Publié le 21 mars 2025
Rédigé par Benoit Vanschoebeke
Le 17 mars 2025, l’Institut d’Administration Scolaire (INAS) a organisé, sur le CampusUCharleroi, une journée d'étude, intitulée « 2015 – 2025 : dix ans du Pacte pour un Enseignement d’excellence : Les directeurs et leur équipe face aux défis des nouveaux modes de pilotage des établissements scolaires ».

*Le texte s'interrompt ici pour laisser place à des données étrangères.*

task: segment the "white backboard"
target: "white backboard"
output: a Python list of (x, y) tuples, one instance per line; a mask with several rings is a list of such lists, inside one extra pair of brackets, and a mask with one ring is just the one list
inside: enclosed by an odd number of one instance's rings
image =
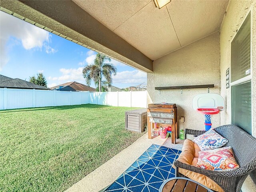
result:
[(192, 108), (218, 109), (223, 111), (225, 108), (224, 100), (221, 95), (216, 93), (201, 93), (195, 96), (192, 100)]

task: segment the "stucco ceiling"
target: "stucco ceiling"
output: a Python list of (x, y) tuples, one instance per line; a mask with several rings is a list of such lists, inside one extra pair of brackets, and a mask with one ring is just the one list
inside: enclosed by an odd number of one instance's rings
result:
[(219, 30), (229, 2), (73, 0), (152, 60)]

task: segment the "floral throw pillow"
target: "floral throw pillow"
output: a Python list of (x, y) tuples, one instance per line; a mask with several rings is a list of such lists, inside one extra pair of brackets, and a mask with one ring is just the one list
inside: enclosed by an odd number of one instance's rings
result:
[(200, 150), (204, 151), (220, 148), (228, 141), (213, 129), (210, 129), (195, 138), (194, 142), (199, 146)]
[(196, 166), (215, 171), (228, 171), (239, 168), (230, 146), (199, 152)]

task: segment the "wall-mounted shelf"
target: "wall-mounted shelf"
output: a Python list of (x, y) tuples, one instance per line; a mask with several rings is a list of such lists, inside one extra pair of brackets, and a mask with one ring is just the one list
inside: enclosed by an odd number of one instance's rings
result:
[(164, 90), (165, 89), (197, 89), (200, 88), (212, 88), (214, 87), (214, 84), (209, 85), (186, 85), (184, 86), (172, 86), (169, 87), (155, 87), (156, 90)]

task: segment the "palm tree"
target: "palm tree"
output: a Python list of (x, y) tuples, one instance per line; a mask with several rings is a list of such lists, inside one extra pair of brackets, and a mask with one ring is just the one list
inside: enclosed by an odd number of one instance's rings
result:
[[(106, 61), (109, 62), (105, 62)], [(94, 59), (94, 64), (89, 64), (84, 68), (83, 75), (88, 86), (91, 84), (92, 80), (94, 82), (95, 85), (98, 86), (100, 92), (102, 91), (102, 84), (103, 85), (107, 85), (108, 87), (111, 86), (112, 74), (116, 75), (117, 70), (116, 67), (110, 62), (111, 61), (110, 58), (98, 53)]]

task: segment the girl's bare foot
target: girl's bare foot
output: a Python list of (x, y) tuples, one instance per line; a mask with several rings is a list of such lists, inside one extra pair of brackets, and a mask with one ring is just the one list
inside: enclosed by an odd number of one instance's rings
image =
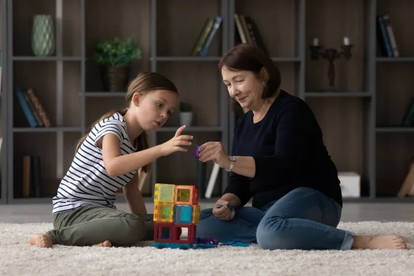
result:
[(37, 246), (41, 248), (50, 248), (53, 245), (50, 238), (45, 234), (30, 235), (29, 243), (32, 246)]
[(354, 249), (407, 249), (402, 237), (397, 235), (357, 236), (352, 245)]
[(92, 246), (97, 246), (97, 247), (112, 247), (112, 244), (109, 241), (105, 241), (101, 242), (100, 244), (94, 244)]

Dix ans du Pacte pour un Enseignement d’excellence : bilan et perspectives

Le 17 mars 2025, l’Institut d’Administration Scolaire (INAS) a organisé, sur le CampusUCharleroi, une journée d’étude, intitulée « 2015 – 2025 : dix ans du Pacte pour un Enseignement d’excellence. Les directeurs et leur équipe face aux défis des nouveaux modes de pilotage des établissements scolaires ». Cet événement a rassemblé de nombreux acteurs éducatifs – directeurs d’établissements, conseillers au soutien et à l’accompagnement, délégués au contrat d’objectifs, formateurs, enseignants – ainsi que des chercheurs et des responsables institutionnels, dans le but de dresser un bilan de la réforme du pilotage des établissements scolaires et d’envisager des perspectives d’avenir.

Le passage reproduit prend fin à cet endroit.